Саргус задумался, сорвал травинку и задумчиво покачал головой:
– Не-а… парень, как парень. Ни с кем особо не ругался, пару раз дрался, ну… так, немного, с соседским мальчишкой. Рыбачил с отцом. Ничего особенного! Семья, правда, у них немного странная… была. Убили их всех. Как и моих…
– И моих… – Лебель скривился, тяжело вздохнул. – Странно так все! Подумаю об Императоре, представлю себе его лицо, и… мне хочется сделать для него все на свете! У меня руки начинают трястись, как я его люблю! Ты знаешь, я и отца с матерью так не любил! Никогда! А ведь это отсюда приплыли рабовладельцы, это они сделали так, чтобы мы оказались здесь, убили моих родителей… а теперь как подумаю об этом, и мне кажется, что… не могу объяснить… как бы это лучше сказать… ну, что это для блага Империи, для блага Императора. И что это правильно! Ты представляешь?! ЭТО правильно?! Как так может быть?! Ну – как?

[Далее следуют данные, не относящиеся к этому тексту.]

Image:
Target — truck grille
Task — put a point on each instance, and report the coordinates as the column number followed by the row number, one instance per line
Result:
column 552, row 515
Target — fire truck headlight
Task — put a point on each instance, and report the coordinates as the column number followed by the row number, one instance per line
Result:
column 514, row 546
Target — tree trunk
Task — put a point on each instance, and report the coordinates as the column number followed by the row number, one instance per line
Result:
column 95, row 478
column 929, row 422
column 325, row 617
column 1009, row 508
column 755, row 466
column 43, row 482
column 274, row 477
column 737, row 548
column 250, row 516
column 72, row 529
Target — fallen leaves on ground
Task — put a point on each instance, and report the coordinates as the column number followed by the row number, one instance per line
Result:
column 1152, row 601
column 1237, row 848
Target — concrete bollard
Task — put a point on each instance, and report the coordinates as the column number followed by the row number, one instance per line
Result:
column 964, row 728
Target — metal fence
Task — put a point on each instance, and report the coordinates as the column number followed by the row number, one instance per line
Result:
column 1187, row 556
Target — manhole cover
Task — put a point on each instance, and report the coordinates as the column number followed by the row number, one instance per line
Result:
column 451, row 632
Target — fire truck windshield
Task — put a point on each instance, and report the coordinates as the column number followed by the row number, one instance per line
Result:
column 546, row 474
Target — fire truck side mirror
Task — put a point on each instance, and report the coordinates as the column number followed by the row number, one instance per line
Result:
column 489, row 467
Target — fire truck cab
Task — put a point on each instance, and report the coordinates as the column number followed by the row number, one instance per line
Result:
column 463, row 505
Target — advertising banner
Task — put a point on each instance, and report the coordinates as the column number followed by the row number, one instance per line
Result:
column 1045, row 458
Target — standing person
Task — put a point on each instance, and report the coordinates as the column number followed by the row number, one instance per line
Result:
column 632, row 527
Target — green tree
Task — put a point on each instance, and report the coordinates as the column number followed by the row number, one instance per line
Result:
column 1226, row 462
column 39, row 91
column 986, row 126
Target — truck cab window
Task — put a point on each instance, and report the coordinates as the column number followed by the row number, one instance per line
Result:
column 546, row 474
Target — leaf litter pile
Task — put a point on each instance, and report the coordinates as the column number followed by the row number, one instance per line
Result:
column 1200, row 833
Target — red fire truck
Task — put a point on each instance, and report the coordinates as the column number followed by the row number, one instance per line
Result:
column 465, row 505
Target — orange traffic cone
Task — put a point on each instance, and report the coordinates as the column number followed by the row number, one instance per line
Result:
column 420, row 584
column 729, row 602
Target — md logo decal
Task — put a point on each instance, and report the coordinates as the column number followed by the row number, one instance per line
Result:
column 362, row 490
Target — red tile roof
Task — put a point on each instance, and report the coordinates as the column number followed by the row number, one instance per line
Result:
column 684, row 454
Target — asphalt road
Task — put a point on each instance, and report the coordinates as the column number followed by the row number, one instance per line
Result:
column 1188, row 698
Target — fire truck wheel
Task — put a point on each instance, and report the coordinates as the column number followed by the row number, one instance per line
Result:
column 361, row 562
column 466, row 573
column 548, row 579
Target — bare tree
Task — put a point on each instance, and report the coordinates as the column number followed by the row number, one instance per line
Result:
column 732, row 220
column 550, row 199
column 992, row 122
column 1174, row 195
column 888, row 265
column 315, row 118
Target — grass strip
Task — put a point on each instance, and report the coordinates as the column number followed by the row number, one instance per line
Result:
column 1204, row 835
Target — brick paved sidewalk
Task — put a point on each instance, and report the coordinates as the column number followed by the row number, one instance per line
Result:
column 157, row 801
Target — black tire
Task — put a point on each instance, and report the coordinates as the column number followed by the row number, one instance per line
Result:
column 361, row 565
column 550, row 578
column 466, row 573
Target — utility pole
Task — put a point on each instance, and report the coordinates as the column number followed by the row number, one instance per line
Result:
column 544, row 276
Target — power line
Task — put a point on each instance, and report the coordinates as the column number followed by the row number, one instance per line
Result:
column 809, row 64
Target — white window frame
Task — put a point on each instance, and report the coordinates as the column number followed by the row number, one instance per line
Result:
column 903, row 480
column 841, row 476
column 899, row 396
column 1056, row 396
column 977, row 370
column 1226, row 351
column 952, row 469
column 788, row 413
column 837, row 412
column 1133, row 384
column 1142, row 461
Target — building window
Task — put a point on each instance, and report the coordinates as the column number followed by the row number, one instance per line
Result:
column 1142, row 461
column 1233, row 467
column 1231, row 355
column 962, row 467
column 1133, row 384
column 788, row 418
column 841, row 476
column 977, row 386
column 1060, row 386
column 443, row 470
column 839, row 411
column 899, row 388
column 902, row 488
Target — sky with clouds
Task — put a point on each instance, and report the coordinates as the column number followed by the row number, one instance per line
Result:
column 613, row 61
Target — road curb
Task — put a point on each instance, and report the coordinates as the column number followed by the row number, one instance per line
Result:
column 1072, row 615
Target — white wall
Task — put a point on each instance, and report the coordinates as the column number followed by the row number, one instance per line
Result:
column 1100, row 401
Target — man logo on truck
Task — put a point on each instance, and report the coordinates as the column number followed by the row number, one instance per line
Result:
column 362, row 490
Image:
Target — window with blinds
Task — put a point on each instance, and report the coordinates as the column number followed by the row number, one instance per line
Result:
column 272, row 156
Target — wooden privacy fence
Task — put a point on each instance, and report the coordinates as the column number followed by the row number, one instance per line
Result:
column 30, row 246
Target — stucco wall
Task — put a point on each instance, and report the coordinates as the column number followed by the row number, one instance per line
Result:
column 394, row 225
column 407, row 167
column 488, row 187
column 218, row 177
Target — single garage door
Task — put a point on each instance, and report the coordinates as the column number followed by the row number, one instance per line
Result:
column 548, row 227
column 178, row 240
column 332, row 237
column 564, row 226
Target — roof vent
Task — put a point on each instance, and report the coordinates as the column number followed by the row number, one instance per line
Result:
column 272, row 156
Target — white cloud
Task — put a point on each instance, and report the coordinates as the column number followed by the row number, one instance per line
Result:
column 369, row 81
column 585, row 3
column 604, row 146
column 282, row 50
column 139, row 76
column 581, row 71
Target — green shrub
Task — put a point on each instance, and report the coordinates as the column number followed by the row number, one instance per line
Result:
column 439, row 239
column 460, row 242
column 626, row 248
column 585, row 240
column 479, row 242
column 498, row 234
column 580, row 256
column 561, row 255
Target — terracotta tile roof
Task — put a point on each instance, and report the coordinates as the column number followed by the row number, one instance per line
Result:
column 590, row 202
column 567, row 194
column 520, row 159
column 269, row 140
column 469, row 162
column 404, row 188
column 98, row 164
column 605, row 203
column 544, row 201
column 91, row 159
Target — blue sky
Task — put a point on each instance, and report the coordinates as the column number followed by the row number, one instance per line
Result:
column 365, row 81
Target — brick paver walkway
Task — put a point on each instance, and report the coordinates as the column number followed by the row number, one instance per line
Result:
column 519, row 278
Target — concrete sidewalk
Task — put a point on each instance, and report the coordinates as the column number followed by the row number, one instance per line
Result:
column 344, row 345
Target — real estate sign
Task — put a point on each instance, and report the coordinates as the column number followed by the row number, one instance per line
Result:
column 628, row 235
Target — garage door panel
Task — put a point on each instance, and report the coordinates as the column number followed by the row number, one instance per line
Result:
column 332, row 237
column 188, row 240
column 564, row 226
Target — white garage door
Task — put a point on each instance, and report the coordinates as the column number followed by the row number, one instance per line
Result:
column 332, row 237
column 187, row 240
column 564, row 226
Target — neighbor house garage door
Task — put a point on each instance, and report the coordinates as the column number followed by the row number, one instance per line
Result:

– У меня то же самое. И понимаю, что это магия, а сделать с собой ничего не могу. Прикажет – я себе глотку перережу! Точно это знаю, уверен. Магия, да!
– Я вот подумал как-то… пойду в город, когда меня отпустят, как полупсов, и… сбегу! А что? Убегу куда-нибудь подальше, небось не найдут! И знаешь, что было?! Я чуть сознание не потерял! У меня так голова заболела, меня затошнило, я чуть не сдох! Помнишь тогда, на тренировке – я еще по башке мечом получил?
– Помню. Я думал, ты просто зазевался…
– Какое там – зазевался! Мы как раз блок отрабатывали, от удара сверху, я и задумался, мол, сбегу, при первой возможности, обучусь всему и сбегу! И тут меня как мешком с мукой по башке – рраз! У тебя не было такого?
Саргус покосился на приятеля, помолчал, будто решаясь, и, воровато оглянувшись по сторонам, кивнул.
– Было. Честно сказать, я и сам подумал то же самое. И меня тоже стукнуло по голове! Я думал, это от того, что нас загоняли по полосе препятствий, вот. Перетрудился. Думал, это только у меня такое. Не хотел никому говорить – мало ли… страшно. Накажут. Или выгонят. Продадут на рынке – неизвестно, куда еще попадешь. В шахту какую-нибудь. Местные говорят – все точно, три-пять лет, и трупы. Долго под землей не живут. Вот. Как думаешь, почему это случается, как про побег подумаешь?
– Да ясно все, я теперь понял, – Лебель вздохнул. – Магия. Это сильнее цепей. Если мы сбежим, то нанесем ущерб Императору. А мы не можем ему навредить, не хотим. И вот когда мы хотим сбежать и одновременно любим Императора, не хотим сделать ему зло, тогда и получаем «мешком» по башке. В общем, о побеге не стоит и мечтать.
– Интересно, а если Император умрет? Да живет он вечно! Мы освободимся от цепи? Неужели им придется заново нас заколдовывать?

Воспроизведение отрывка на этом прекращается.